Para combater a criminalização racial em França, várias organizações internacionais e nacionais apresentaram uma queixa à ONU na quinta-feira, 11 de abril, para combater a discriminação sistémica nos controlos de identidade.
A iniciativa, liderada pela Amnistia Internacional, Human Rights Watch e associações locais como a Maison communautaire pour un développement solidaire, Pazapas e Reaji, visa chamar a atenção para o problema generalizado das práticas discriminatórias que visam desproporcionadamente os indivíduos com base na sua raça ou aparência.
Procura de reparação internacional
A queixa, apresentada ao Comité das Nações Unidas para a Eliminação da Discriminação Racial (CERD), surge após terem sido esgotadas as vias legais nacionais. Myriame Matari, advogada que representa várias das associações queixosas, explica a necessidade de uma intervenção internacional: “Estamos a tentar obter a nível internacional o que não pôde ser feito a nível nacional”.
O catalisador desta ação decorre da decisão do Conselho de Estado de outubro de 2023, que reconheceu a existência de perfis raciais mas não os abordou como um problema sistémico que requer soluções concretas e globais.
Como salientou Lanna Hollo, especialista em direito internacional envolvida na queixa, “a lei exige que os Estados tomem todas as medidas necessárias para prevenir a discriminação racial, pôr-lhe fim e proteger as vítimas” Os peticionários sublinham que não basta reconhecer a discriminação; devem ser implementadas medidas eficazes para a erradicar.
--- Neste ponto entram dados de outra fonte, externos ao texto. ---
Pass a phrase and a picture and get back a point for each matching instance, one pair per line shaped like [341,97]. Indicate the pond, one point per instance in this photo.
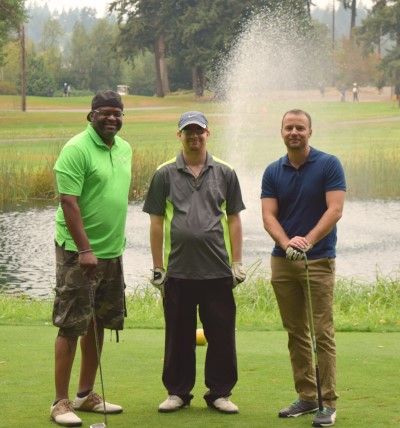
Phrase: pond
[368,236]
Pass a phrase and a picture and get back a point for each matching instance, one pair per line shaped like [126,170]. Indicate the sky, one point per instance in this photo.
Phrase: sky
[101,5]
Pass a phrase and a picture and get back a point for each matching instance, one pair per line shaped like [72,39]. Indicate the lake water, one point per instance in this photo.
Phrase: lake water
[368,237]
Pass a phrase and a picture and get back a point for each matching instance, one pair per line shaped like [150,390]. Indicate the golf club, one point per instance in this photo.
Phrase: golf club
[96,339]
[310,316]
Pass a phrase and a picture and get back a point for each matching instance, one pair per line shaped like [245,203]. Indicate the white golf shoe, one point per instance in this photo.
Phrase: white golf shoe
[171,404]
[224,405]
[62,413]
[94,403]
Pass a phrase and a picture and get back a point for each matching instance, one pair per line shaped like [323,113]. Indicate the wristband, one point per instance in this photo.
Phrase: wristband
[89,250]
Práticas discriminatórias recorrentes
A queixa sublinha a realidade alarmante dos controlos policiais discriminatórios em França, particularmente nos bairros marginalizados. Com base nas conclusões do Défenseur des droits e de sociólogos, as associações destacam a persistência do controlo facial, uma prática há muito denunciada pelas populações em causa. Este sentimento é partilhado por Tendayi Achiume, antigo relator especial da ONU, que denunciou a negação do racismo sistémico por parte das autoridades francesas, afirmando que a negação perpetua a discriminação.
As associações querem que o Governo francês tome medidas concretas para cumprir as normas internacionais em matéria de direitos humanos. A Sra. Matari sublinha que o objetivo não é apenas punir a discriminação, mas também prevenir, detetar e tratar eficazmente a discriminação racial em França. Este sentimento reflecte-se no pedido de medidas urgentes e concretas para eliminar as práticas discriminatórias e garantir uma verdadeira proteção das pessoas visadas.
Historicamente, a guerra contra a droga tem como alvo desproporcionado as comunidades minoritárias. Esta aplicação selectiva, baseada tanto no racismo sistémico como revelada através das práticas de “stop-and-frisk”, contribui para taxas de detenção e encarceramento mais elevadas, bem como para penas mais severas por delitos relacionados com a droga entre as pessoas de cor.
Revisão internacional e implicações futuras
Na sequência de incidentes como a trágica morte de Nahel Merzouk e os tumultos que se seguiram, o Comité das Nações Unidas para a Eliminação da Discriminação Racial manifestou a sua profunda preocupação com a persistência da discriminação racial e o uso excessivo da força por parte dos agentes da autoridade. Em resposta, a França contestou estas afirmações, ilustrando o difícil diálogo em torno destas questões.
Embora uma decisão das Nações Unidas possa demorar vários anos, a importância de um julgamento internacional não pode ser subestimada. Matari considera uma possível condenação da ONU como um passo crucial para responsabilizar a França e exigir medidas adequadas para combater eficazmente a discriminação racial.